An Efficient Algorithm for Basket Default Swap Valuation

Abstract

Monte Carlo simulation has become a workhorse of practical derivatives valuation because it is often impossible to construct theoretical pricing models for real world instruments in closed form. Credit derivatives are a case in point. But a major problem in the use of simulation methods for securities tied to default risk is that they are often written on baskets of individual credits, meaning that the number of correlated random variables to simulate can be very large, and the derivative`s value depends heavily on the correlations among defaults. Individual defaults are very low probability events, so joint defaults are rare indeed. Often, a great many Monte Carlo paths must be simulated to produce even a single credit event for a contract like a k-th-to-default basket swap. Importance sampling, which focuses the simulation effort on the most important paths for a given problem, is a useful variance reduction technique.
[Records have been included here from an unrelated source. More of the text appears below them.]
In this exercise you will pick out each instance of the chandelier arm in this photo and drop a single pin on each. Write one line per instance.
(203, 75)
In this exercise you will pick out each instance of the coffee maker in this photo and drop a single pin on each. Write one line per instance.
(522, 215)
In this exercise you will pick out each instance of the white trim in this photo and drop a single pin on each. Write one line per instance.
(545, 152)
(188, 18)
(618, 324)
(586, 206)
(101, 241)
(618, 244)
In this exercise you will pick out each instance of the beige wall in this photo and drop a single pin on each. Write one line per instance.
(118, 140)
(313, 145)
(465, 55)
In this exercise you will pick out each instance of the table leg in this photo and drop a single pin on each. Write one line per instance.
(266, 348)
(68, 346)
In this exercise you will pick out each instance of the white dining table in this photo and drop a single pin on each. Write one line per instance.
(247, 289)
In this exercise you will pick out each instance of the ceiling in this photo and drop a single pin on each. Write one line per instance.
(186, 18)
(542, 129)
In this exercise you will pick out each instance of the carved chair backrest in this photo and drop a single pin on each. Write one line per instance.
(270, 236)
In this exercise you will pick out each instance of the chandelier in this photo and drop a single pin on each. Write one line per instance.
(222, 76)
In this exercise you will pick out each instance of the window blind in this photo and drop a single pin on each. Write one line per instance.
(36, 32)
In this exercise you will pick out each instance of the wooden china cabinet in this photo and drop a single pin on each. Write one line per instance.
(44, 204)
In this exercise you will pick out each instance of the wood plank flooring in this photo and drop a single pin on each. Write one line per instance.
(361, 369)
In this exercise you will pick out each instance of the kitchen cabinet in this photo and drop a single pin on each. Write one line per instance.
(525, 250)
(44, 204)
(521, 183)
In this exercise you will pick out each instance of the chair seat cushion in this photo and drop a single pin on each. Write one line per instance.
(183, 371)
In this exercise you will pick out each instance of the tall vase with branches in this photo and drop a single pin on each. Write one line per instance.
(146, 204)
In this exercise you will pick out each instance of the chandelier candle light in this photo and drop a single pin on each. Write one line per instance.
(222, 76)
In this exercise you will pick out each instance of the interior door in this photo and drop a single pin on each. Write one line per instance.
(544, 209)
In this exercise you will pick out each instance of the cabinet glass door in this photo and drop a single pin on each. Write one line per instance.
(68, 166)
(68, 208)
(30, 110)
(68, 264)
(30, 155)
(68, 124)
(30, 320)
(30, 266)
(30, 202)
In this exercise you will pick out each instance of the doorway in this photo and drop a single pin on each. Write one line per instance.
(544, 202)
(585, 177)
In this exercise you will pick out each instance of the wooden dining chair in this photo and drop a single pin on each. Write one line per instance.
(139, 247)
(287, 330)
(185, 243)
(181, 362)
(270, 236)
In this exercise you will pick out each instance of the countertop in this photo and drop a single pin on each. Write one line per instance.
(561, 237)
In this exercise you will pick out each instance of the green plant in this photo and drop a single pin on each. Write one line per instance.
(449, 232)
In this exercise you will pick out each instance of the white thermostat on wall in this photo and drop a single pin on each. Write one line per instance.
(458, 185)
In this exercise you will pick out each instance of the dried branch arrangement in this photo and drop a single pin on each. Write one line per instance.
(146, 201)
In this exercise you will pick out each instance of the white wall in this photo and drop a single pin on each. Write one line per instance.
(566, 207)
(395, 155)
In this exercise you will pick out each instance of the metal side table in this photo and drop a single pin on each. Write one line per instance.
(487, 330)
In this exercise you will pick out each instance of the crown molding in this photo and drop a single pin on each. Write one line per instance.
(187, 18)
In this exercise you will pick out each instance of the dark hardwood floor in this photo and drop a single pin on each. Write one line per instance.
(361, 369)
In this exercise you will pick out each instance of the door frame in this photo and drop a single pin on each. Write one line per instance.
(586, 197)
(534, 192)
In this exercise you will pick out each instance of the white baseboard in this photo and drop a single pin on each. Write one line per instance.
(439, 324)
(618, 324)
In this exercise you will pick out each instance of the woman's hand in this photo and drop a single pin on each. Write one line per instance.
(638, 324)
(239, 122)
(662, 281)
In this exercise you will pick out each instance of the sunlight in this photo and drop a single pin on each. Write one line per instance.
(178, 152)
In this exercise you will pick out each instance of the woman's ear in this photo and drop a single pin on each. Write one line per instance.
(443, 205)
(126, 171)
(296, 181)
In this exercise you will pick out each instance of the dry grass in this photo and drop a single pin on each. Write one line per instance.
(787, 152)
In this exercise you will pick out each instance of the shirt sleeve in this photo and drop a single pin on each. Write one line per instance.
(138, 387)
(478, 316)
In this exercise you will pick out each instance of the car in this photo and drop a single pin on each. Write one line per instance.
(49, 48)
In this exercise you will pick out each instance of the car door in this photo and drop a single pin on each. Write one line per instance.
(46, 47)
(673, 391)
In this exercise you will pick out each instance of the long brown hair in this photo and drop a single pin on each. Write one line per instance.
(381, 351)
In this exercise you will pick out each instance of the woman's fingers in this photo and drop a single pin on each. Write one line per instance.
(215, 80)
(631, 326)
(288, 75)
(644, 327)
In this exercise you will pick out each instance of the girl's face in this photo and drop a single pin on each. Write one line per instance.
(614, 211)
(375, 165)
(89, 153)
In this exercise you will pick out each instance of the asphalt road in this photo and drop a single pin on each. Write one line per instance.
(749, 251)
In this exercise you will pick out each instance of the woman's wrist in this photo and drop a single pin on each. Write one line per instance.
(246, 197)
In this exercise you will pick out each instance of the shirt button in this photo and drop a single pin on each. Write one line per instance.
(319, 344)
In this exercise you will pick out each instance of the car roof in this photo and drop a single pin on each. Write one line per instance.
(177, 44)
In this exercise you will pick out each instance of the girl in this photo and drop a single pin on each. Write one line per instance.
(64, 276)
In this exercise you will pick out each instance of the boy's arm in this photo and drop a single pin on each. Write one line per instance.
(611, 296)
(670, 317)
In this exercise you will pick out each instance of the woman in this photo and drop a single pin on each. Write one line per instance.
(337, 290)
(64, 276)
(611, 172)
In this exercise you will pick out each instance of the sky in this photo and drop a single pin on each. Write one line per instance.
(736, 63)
In this article, the authors present an importance sampling methodology that is easy to implement and guarantees variance reduction for k-th-to-default basket swaps. A set of numerical examples using 1st-, 2nd- and 3rd-to-default contracts based on industry portfolios, each containing five bonds, demonstrates how powerful the approach is. The amount of variance reduction depends on the level of correlation among the credits, which is substantial, and can be an order of magnitude, or even more, for highly correlated risks.